Dari daerah-daerah tersebut Jogjakarta dan Makassar menjadi wilayah yang cukup menonjol dari segi industri film diluar Jakarta. Ini bisa dilihat dari produksi-produksi film dari daerah tersebut yang cukup konsisten menghiasi layar lebar tanah air, sebut saja Uang Panai, Anak Muda Palsu, Ati Raja dari Makassar.
Kemudian dari Jogjakarta ada film Siti, Turah, Sultan Agung yang dari segi kualitas sudah sering wira-wiri di festival film nasional dan internasional. Mengaca dari beberapa kantong-kantong industri kreatif tanah air, tidak menutup kemungkinan Batam bisa menjadi salah satu pemain industri kreatif ini.
Mengingat potensi besar yang dimiliki berupa letak geografis dan pertumbuhan ekonomi yang cukup baik diatas rata-rata pertumbuhan ekonomi nasional.
Serta banyaknya anak muda kreatif menjadi modal untuk bisa mengembangkan industri ini diluar sektor industri manufaktur dan konstruksi yang ada di kota Batam.
Batam sendiri bukan pemain baru dalam industri film di tanah air sebenarnya. Di kota ini sudah ada Kinema Infinite Studios yang sudah malang melintang menggarap film-film Hollywood.
Namun sejauh ini kebanyakan hanya sebagai tempat pembuatan saja dibandingkan sebagai PH yang yang memproduksi sendiri film mereka. Sehingga gaung film Batam yang dibuat oleh mereka seperti tidak terdengar oleh masyarakat.
Disamping itu hampir setiap tahun dimulai dari tahun 2015 sebenarnya kota Batam merilis film layar lebar untuk ditonton oleh masyarakat umum. Sebut saja film Mimpi Anak Pulau, True Heart, Hantu Sei Ladi, dan yang terbaru rilis tahun ini Ramlie Oii Ramlie.
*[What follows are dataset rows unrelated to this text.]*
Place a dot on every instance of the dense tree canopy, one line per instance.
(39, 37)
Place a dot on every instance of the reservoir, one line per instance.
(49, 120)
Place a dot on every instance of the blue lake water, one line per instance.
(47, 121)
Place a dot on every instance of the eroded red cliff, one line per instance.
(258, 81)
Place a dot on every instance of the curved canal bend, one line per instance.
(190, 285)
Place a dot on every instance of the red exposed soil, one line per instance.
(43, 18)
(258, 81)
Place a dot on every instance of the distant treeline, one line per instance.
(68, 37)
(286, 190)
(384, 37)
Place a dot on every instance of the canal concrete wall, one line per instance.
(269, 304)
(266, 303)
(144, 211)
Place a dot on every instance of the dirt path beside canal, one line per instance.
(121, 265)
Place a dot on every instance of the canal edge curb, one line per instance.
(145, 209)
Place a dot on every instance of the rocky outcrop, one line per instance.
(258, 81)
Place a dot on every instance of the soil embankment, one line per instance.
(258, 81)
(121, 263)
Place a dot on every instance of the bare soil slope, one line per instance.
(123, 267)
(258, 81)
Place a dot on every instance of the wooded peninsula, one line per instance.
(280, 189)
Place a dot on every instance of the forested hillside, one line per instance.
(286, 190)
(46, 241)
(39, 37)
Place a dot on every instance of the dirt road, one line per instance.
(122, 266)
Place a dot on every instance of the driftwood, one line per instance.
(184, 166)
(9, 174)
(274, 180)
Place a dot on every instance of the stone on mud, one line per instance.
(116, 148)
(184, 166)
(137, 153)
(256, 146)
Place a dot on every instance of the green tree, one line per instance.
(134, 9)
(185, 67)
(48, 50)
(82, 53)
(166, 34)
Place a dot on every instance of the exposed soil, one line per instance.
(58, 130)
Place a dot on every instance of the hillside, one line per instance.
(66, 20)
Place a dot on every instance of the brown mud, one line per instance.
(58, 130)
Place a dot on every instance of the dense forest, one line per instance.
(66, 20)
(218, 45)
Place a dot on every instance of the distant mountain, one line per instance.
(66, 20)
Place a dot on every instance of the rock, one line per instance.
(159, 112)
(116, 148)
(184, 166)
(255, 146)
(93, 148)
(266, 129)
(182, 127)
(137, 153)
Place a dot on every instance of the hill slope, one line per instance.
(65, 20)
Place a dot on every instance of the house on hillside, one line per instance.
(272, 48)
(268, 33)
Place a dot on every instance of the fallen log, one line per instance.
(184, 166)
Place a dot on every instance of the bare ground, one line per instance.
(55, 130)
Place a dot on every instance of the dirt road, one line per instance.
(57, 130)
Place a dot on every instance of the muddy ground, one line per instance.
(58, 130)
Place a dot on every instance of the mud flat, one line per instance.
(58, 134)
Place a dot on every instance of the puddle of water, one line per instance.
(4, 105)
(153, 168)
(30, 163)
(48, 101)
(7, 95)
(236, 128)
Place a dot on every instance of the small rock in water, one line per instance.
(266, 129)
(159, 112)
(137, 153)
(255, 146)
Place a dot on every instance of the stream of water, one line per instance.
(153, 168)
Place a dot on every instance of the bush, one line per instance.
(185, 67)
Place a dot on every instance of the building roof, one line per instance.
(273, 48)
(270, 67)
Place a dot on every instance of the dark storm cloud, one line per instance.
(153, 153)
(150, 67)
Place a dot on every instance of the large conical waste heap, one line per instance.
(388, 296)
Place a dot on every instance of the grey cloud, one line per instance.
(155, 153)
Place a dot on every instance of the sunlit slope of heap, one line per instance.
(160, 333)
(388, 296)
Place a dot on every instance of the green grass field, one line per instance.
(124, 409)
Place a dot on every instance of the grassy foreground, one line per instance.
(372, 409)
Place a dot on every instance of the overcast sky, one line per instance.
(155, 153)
Dari film-film yang sudah pernah beredar, ternyata masih belum juga bisa mengangkat industri perfilman Batam di kancah nasional apalagi internasional. Lalu apa sebenarnya yang menjadi kendala dan faktor penghambat perkembangan Sinema Batam?
Mindset Masyarakat Di Bidang Film
MINIMNYA penggiat seni perfilman di kota Batam tidak terlepas dari mindset masyarakatnya yang masih menganggap industri film bukan industri yang menjajikan di masa depan. Sehingga jarang sekali anak muda yang mau menekuni bidang ini karena ruang lingkup masyarakat yang lebih cenderung melihat gemerlapnya industri galangan, konstruksi dan manufaktur yang memang begitu banyak di kota Batam.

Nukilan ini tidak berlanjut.